Denn es geht nicht nur darum, eine Aufgabe zu lösen. Es geht darum, neue Handlungsoptionen kennenzulernen und zu erfahren, dass es auch in einer reizvollen Umgebung unterschiedliche Möglichkeiten gibt, mit einer Situation umzugehen.

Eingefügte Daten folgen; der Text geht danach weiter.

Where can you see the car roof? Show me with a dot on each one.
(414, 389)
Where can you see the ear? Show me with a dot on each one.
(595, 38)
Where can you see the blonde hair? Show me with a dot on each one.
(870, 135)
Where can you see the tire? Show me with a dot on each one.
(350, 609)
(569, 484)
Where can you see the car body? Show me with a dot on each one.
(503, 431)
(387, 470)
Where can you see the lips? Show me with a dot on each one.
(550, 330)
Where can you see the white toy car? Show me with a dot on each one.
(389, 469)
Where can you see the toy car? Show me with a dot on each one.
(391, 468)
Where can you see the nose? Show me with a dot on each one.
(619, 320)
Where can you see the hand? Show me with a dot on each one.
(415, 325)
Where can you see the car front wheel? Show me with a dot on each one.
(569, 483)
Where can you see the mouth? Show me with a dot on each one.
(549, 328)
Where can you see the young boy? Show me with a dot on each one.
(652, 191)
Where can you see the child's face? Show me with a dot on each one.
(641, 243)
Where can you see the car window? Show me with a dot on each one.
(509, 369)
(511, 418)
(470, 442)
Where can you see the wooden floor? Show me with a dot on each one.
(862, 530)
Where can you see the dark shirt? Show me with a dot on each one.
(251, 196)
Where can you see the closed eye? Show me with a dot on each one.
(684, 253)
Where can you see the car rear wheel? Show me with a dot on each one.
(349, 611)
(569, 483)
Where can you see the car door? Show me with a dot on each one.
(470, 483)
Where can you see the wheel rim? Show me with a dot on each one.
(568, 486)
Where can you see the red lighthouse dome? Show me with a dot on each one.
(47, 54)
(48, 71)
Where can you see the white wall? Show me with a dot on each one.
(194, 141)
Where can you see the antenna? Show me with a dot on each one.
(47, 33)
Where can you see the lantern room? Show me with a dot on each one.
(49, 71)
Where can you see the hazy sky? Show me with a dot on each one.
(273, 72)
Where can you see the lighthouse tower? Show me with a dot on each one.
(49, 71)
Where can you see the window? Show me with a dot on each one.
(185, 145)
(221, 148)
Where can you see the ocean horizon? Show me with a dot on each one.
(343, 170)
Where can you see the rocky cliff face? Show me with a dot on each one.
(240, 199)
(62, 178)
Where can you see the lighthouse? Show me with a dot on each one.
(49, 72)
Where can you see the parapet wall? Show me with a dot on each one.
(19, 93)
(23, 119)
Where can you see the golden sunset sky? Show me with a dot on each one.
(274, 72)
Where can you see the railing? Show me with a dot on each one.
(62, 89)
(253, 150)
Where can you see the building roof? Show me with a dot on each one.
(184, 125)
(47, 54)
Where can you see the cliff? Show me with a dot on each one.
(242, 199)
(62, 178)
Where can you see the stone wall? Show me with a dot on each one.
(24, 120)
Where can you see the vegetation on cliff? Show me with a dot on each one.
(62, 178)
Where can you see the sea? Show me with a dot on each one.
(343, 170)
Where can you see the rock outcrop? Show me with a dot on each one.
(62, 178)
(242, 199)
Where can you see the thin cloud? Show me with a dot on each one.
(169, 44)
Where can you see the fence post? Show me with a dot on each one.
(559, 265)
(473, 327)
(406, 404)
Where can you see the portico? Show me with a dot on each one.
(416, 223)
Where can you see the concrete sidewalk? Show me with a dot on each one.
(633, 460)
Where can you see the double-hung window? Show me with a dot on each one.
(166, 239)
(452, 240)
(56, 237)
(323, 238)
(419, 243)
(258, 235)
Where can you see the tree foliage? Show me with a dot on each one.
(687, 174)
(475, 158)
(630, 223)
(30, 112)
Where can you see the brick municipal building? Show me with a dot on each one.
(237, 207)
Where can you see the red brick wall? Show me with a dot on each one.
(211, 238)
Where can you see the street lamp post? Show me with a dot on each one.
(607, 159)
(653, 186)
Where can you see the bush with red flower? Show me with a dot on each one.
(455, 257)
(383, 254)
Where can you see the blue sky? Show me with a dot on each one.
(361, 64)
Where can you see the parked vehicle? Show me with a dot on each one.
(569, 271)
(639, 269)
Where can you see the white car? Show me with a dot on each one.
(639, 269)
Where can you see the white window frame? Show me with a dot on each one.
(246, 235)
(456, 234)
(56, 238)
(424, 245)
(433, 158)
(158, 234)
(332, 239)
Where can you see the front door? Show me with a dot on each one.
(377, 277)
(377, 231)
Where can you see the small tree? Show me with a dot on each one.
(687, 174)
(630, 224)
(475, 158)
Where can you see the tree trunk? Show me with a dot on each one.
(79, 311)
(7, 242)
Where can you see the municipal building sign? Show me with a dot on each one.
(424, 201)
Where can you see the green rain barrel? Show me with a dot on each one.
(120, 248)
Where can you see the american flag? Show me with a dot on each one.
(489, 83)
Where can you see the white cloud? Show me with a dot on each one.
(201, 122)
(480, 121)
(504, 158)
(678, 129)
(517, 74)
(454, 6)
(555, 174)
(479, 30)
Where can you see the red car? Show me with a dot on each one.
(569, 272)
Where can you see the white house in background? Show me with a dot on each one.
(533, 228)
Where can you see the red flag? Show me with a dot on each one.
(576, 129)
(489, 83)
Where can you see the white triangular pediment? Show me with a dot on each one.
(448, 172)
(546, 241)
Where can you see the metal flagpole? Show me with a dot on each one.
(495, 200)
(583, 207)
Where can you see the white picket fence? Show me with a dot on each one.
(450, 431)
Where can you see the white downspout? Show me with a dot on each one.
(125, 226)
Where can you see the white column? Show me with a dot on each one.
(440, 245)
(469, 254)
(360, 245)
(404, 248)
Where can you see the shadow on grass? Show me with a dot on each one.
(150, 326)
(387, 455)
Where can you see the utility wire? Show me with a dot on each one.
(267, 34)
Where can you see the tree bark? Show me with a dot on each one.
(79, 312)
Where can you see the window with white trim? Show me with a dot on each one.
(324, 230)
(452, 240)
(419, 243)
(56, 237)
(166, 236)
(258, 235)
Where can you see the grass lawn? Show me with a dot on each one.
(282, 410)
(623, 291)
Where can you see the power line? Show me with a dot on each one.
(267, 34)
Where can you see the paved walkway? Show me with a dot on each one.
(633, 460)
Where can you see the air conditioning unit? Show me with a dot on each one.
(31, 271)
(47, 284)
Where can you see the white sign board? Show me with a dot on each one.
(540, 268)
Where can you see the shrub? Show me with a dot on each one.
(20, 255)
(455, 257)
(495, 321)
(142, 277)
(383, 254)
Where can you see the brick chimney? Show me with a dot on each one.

Resilienz beschreibt die zunehmende Fähigkeit, Anforderungen zu bewältigen, sich anzupassen und neue Handlungsstrategien zu entwickeln.
Je mehr passende Strategien ein Hund kennt, desto größer wird sein Spielraum, auf unterschiedliche Anforderungen und Umweltsituationen flexibel zu reagieren.
Das ist Emotionsregulationsflexibilität: Regulationsprozesse an wechselnde situative Anforderungen anzupassen und unterschiedliche Möglichkeiten kontextsensitiv einzusetzen.
Und genau das sehen wir hier bei Snorre im Video:
Er muss im Wald nicht möglichst ruhig werden. Er nimmt wahr, orientiert sich, reagiert auf einen Reiz – und entscheidet sich anschließend für eine andere Handlung.
„Ich kann hier nicht nur jagen. Ich kann hier auch etwas anderes tun.“
Regulation ist dabei ein dynamischer Prozess flexibler Anpassung – nicht unbedingt Ruhe.
Das entspricht auch dem Gedanken der adaptiven Mensch-Hund-Entwicklung, der meinem p.r.i.m.a. Training zu Grunde liegt:
Wahrnehmen → Regulieren → Handeln → Anpassen.
Beziehung bildet dabei den Co-Regulations- und Lernkontext.
Der „Leckerlizapfen“ ist also nicht einfach nur eine nette Beschäftigungsidee. Er kann eine kleine, bewältigbare Erfahrung schaffen, in der ein Hund eine weitere Strategie in sein Verhaltensrepertoire aufnehmen kann.
Solche Erfahrungen können langfristig zur Entwicklung zunehmender Flexibilität, Kompetenz und Resilienz beitragen.🌿
Und: Der "Leckerlizapfen" ist gleichzeitig noch eine schöne Idee für Familienhunde, die auch Kinder mitmachen können!
Welche alternativen Handlungsoptionen kennt dein Hund, die ihm im Alltag helfen?